I went out at one o’clock and found the restaurant. It was a small place — not far from the Tottenham Court Road. It was long, narrow, airless, and smelt vaguely of garlic. The tablecloths weren’t very clean and the waiters might have been anything but waiters.
I went in. She was sitting at a table in the corner at the end of the room. She looked terrible. She was wearing a tight, black coat and skirt which would have looked fashionable on anyone else’s figure, but not on hers. Her ample bosom was endeavouring to escape from the tightness of the coat. Her fat, shapeless face was covered with about an eighth of an inch of enamel, and her eyes — small and beady through crying or a hangover, I didn’t know which — looked miserably around the over-heated room. She wore a funny hat under which some wisps of hair had escaped, and on one lapel of her coat was a large diamond clip that must have been worth five thousand pounds.
I said: “Good morning, Madame Volanski. How is it? You don’t look very well. Are you still worrying about your brother?”
She said, in a low, cracked voice: “Call me Olga. Of course I’m terribly worried. Always I worry.

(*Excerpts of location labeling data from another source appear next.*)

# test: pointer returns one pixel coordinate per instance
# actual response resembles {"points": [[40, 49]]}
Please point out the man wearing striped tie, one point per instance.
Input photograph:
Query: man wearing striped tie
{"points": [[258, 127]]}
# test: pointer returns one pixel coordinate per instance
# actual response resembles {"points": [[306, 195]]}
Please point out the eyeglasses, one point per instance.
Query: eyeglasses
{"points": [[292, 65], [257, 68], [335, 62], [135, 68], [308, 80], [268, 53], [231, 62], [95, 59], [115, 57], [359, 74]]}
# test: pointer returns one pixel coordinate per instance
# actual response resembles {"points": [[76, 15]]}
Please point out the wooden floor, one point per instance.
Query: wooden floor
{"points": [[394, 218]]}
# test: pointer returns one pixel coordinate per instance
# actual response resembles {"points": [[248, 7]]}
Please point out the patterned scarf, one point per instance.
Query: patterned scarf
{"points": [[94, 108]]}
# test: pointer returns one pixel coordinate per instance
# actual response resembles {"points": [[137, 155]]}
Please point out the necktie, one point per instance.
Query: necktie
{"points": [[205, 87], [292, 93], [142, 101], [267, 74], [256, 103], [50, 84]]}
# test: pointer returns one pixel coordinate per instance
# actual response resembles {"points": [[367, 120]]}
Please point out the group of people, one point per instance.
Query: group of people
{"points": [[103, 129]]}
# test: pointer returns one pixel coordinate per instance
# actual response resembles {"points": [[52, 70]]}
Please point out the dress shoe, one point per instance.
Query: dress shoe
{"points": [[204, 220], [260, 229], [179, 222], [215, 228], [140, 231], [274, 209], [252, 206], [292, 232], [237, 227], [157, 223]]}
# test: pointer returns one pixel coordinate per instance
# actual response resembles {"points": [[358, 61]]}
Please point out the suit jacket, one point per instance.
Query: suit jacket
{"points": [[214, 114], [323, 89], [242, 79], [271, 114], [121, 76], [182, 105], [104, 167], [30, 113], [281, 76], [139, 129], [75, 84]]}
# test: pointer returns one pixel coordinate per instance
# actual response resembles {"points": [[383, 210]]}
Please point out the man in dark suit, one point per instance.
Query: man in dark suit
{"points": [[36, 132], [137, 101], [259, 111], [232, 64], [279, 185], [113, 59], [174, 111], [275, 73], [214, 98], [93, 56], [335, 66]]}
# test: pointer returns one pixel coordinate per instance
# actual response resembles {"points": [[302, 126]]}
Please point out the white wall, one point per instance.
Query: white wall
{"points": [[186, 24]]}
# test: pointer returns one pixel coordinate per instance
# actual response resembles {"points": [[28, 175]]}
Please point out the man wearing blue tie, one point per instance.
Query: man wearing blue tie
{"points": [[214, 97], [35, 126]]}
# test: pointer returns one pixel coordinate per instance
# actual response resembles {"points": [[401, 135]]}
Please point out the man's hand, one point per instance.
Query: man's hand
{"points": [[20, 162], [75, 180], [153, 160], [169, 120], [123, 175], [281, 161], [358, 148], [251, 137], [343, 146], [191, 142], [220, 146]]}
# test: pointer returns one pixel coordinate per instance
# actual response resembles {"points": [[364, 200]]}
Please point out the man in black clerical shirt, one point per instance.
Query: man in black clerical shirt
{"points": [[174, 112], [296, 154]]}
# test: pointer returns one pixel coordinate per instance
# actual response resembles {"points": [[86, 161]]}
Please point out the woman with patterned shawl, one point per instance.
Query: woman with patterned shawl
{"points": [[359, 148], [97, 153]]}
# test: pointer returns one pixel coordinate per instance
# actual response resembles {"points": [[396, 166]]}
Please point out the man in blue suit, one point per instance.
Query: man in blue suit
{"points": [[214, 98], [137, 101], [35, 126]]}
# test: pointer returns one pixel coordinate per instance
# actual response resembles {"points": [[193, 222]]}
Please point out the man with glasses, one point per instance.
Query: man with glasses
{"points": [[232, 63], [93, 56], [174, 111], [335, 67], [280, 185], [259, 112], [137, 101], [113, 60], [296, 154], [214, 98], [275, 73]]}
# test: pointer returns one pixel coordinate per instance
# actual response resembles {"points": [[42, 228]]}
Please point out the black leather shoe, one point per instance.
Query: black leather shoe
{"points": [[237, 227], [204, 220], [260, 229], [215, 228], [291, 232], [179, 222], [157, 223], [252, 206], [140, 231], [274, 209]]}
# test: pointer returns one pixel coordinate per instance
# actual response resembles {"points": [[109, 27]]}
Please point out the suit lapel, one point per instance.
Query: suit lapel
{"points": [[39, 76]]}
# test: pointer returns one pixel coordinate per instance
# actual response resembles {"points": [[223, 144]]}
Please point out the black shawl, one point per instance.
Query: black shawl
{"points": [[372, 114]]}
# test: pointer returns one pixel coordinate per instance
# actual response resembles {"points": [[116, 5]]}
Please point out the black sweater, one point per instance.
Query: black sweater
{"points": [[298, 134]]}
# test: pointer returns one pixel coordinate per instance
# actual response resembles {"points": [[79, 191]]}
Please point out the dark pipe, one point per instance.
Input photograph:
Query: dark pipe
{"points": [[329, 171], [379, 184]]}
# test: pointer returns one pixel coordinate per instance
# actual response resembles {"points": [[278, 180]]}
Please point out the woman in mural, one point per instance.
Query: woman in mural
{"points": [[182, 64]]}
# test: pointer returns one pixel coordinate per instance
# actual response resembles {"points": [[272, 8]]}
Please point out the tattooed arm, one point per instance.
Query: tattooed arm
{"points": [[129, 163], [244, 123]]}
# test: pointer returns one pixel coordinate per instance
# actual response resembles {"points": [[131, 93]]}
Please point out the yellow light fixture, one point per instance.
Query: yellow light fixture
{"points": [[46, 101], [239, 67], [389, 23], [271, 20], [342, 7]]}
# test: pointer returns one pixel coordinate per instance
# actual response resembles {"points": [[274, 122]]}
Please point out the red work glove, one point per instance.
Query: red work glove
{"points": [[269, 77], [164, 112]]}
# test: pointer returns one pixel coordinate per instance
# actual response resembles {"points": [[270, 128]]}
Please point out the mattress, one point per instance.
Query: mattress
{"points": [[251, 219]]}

All the time I look around for ‘appiness and what do I always get? What you call a poke in the eye.”
I said: “You’d better have a hair of the dog that bit you. You were crying last night, weren’t you? What was it — vodka?”
She said: “My friend, you are right. You are a man of discernment. I wish I knew some more about you. You are mysterious, but I theenk you have a peculiar sort of wisdom. It was not only vodka. It was misery and tears. Always they go together.”
I signalled to one of the waiters — a rather decrepit specimen- -who shuffled over; ordered two large brandies and sodas and handed the menu to her.
She said: “I do not want to eat. I am miserable.”
“A little food won’t hurt.” I ordered for us both.
She said: “I don’ know why I wanted to talk to you, but a woman gets to a state when she feels she ‘as to do something. She is ‘arassed and miserable. She is excited and lonely and impatient.”
“I know...” I grinned at her. “Ladies won’t wait,” I said, rather liking the implication of those words. “They think there’s nothing worth waiting for, so they feel they have to do something about it.”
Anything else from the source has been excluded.